Sen. Jon Tester (D-Mont.) wants to see these resources forever safeguarded from pollution and special interests. He’s introduced legislation to designate 377 miles of rivers, including a 39-mile stretch of the upper Gallatin, as “wild and scenic,” the highest level of federal protection for waterways.

Two anglers cast their lines on the Gallatin River south of Bozeman, Montana.
Two anglers cast their lines on the Gallatin River south of Bozeman, Montana.
DianeBentleyRaymond via Getty Images

Backward Steps In Big Sky Country

Montana politicians love to recite the old adage that in Big Sky Country “whiskey is for drinking — water is for fighting.” And they’re quick to tout the clean rivers and wild trout that draw so many outdoor enthusiasts to the state each year.

“The fishery has never been stronger,” Montana Gov. Greg Gianforte (R) said of the upper Missouri River in a May video about businesses in small towns like Craig gearing up for a busy summer season after a tough year during the coronavirus pandemic.

That same week, Upper Missouri Waterkeeper alerted the DEQ to decomposing biological “gunk” extending along several miles of the Missouri River just above Craig. In a May 20 email response, which Waterkeeper shared with HuffPost, DEQ water quality supervisor Darrin Kron wrote that “this condition does seem out of the ordinary for this time of year,” that the substance “could be a combo of last fall’s algae that is dead, and new growth,” but that his section is “very low on technical staffing resources at this time and can’t get out for monitoring or investigation.”

Montana’s water woes aren’t limited to Big Sky or even the upper Missouri River. It’s in the middle of a statewide drought emergency declaration; more than one-third of its river miles are impaired by nutrient pollution; scientists have documented a severe decline in brown trout populations across the southwest part of the state; and each summer brings new harmful algal blooms and fish kills. Last week, a coalition of fly fishing businesses and conservation groups sent a letter to Gianforte warning that “Montana’s world-class cold water fisheries are dwindling away.”
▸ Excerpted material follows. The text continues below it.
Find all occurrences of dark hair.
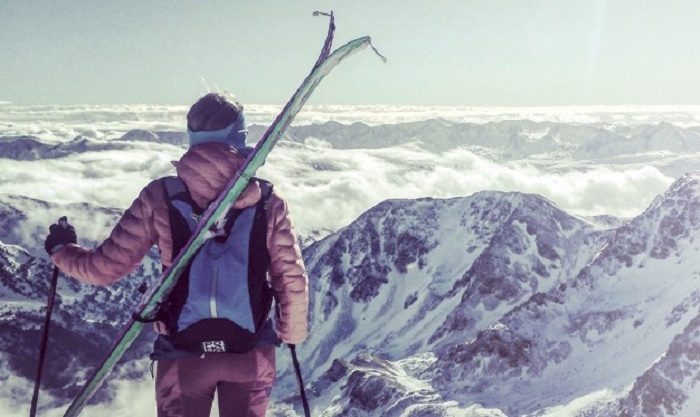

These mounting threats come as Gianforte plows ahead with a regressive environmental agenda. He has largely dismissed and ignored the threat of climate change, which threatens to devastate cold-water trout fisheries. Two weeks before his video along the Missouri River, the governor signed into law a bill that scrapped the numeric nutrient standards the state adopted just six years ago to better protect its water resources and prevent the kind of nutrient pollution that drives algal blooms, fish kills and other environmental threats. More recently, he withdrew Montana from a bipartisan coalition of more than two dozen states committed to upholding the goals of the Paris climate agreement, then turned around two days later and pleaded for the U.S. Department of Agriculture to declare a drought emergency across his state.

“We’re dismantling our water quality laws in Montana. How do you think that’s going to play out for our trout fisheries?” Pat Byorth, a former state fisheries biologist who now works for Trout Unlimited and serves on the state Fish and Wildlife Commission, said on the fly fishing company Orvis’ podcast this week.

“You’ve got to protect habitat if you want healthy fish,” he added.

Meanwhile, Gianforte is appealing to anglers and outdoor enthusiasts, inviting them to come enjoy “the last best place.”

“Whether you imagine yourself knee deep in a crystal clear mountain stream, or soaking in the splendor of a Montana sunset on a quiet evening,” he wrote for the state’s tourism website, “Montana-made moments await you.”